Published online by Cambridge University Press: 13 November 2009
Horace's first epode situates the collection on the brink of the battle of Actium, the final episode in Rome's prolonged civil wars. The poem, which is addressed to Maecenas, represents Horace in the act of resolving to accompany his beloved patron into battle: “I will gladly fight this and every war in the hope of earning your favor” (libenter hoc et omne militabitur \ bellum in tuae spem gratiae, I. 1.23–4). We do not know whether Horace actually fought at Actium; most likely he did not. But the book of epodes is itself evidence of his readiness to do battle on the home front on behalf of Maecenas and the young Caesar.
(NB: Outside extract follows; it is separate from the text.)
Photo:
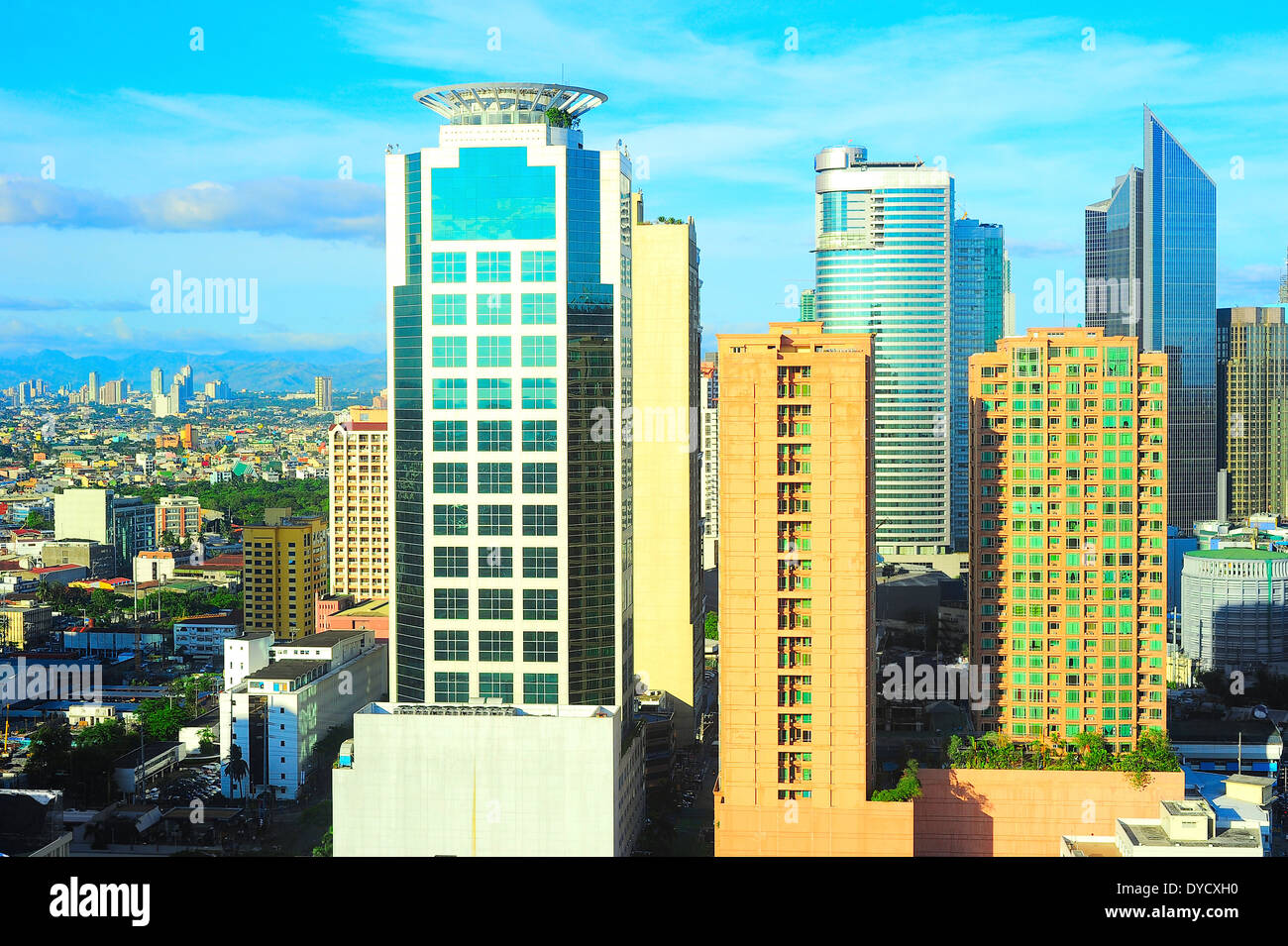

The epodes that follow Horace's declaration are blows struck in an ongoing “culture war.” Horace is fighting at once to stabilize a disordered world by establishing its center and defining its periphery and to protect his own face by ruling himself in and others out. The collection is characterized, accordingly, by the divergent impulses of solidarity and division, with gestures of deference directed toward (what Horace represents as) the center and gestures of authority aimed at (what Horace represents as) the fringes.
In his Epodes as in his roughly contemporaneous collections of satires, Horace combines attacks on enemies with a defense of his friends' and his own moral integrity. But there is an urgency about the epodes that is absent from the satires. Whereas Horatian satire aspires to universality, the epodes are figuratively located within a particular historical crisis and take the form not of philosophical reflections but of socially engaged and consequential acts.